It's funny, but actually, studying historic costume has made me appreciate what ELSE theatrical and movie costumers are doing more than I did before I knew where to hunt down period-correct sartorial information. When I'm dressing for re-enacting, I strive for ever more accurate accouterment, because the story we are telling as re- enactors is either This Is What It Was Like or sometimes This Is How It Differs From Now. Strict authenticity is the point in that effort. And I have to say that often what is most authentic is not to my own personal, modern taste, so I have to tell my personal, modern taste to shut up.

But the story in a play or movie is usually one that reflects a moral issue that resonates with the modern audience. And what theatrical costumers do, sometimes breathtakingly, is to evoke the historic period while also using visual clothing symbolism that will enhance the characterizations in modern eyes. Thus, as someone on this list pointed out a while ago, the hair and makeup of the romantic leads will usually be the least authentic, for they must telegraph beauty and desirability and probably moral good as well to the modern audience. (Though I've recently been impressed by the costuming for the Showtime series "Dexter" -- how do you dress a sociopathic serial killer who is attempting to live by a moral code in order to pass for normal?) Even when using modern-day wardrobe for modern characters, the way they select color and cut paints a character portrait with amazing nuance. With historical stuff, they have to work with the double vision of what the characters might have worn in period and what will look, to modern viewers, like what the characters might have worn.
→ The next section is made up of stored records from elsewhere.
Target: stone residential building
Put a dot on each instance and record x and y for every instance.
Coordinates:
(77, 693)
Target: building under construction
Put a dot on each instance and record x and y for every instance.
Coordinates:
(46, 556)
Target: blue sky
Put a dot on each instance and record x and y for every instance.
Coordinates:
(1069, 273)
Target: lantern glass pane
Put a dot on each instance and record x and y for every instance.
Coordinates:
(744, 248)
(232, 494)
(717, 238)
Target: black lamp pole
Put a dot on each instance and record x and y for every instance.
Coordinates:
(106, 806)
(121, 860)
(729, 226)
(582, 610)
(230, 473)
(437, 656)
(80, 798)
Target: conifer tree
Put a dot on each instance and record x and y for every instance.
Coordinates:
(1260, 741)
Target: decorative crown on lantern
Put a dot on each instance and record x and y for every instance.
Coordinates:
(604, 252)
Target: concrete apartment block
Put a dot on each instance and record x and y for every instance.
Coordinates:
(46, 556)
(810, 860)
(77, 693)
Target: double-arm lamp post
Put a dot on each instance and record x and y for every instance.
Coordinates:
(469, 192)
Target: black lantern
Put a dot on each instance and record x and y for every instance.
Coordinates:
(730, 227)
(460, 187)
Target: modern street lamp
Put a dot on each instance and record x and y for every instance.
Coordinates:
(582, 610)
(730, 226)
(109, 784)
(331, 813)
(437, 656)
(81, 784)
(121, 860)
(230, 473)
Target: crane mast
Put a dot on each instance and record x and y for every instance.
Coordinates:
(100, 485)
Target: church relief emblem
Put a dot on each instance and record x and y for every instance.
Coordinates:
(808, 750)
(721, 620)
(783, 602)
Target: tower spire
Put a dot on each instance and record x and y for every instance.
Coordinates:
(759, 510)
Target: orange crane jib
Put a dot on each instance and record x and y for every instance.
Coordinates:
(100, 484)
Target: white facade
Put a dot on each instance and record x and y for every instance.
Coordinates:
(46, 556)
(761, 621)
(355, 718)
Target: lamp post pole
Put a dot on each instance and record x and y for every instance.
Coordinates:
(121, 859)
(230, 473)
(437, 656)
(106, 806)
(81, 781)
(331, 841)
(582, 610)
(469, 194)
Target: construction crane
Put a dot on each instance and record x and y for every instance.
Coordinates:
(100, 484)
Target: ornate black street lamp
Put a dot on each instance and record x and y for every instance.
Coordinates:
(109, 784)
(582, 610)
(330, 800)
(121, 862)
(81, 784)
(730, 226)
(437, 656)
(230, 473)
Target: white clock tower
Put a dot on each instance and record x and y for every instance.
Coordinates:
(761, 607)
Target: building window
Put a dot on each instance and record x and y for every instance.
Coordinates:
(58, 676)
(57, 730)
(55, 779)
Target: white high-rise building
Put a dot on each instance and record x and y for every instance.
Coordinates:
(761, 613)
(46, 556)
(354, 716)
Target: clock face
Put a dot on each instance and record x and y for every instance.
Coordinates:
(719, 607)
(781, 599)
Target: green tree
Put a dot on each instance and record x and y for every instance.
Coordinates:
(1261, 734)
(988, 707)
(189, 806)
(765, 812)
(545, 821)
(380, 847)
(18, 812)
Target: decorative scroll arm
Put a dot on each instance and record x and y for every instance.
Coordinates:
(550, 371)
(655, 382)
Because most viewers are not going to tell their personal, modern taste to shut up.

But then they get us, complaining because the costumes go beyond This Is What It Was Like and try to help tell the story!
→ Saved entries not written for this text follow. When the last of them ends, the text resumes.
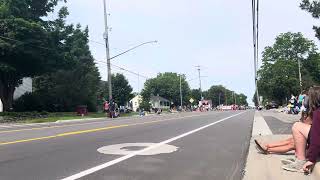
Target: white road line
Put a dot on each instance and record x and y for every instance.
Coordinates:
(260, 126)
(123, 158)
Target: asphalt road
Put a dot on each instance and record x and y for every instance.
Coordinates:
(208, 146)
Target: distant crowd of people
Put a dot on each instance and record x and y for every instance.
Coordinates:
(305, 139)
(297, 104)
(111, 109)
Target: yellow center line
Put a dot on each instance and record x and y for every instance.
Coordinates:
(89, 131)
(52, 127)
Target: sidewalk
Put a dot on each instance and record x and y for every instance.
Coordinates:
(271, 126)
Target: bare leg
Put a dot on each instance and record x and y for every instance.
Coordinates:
(282, 149)
(300, 134)
(280, 143)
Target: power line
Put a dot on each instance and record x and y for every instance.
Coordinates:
(15, 40)
(124, 69)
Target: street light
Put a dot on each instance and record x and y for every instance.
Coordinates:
(106, 37)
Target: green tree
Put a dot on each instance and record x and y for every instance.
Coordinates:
(278, 76)
(68, 88)
(74, 78)
(121, 89)
(167, 85)
(313, 7)
(217, 94)
(25, 45)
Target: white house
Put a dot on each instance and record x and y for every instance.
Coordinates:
(135, 102)
(159, 102)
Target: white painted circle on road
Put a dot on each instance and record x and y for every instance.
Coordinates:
(127, 148)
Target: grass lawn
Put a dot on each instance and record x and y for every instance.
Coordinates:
(53, 117)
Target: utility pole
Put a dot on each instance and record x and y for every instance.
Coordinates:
(106, 37)
(198, 68)
(180, 91)
(255, 21)
(300, 79)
Anyway as for the Butterick pattern, I think the answer to "what era is it?" might be, "whatever year you want it to be." The jackets look kind of 1940s/50s boudoir to me.

Lauren
Lauren M. Walker
[EMAIL PROTECTED]



On May 3, 2007, at 3:51 PM, Ruth Anne Baumgartner wrote:


But the biggest issue, to my mind, is what the costume communicates to the audience, because that's the ultimate question for any aspect of a theatrical production.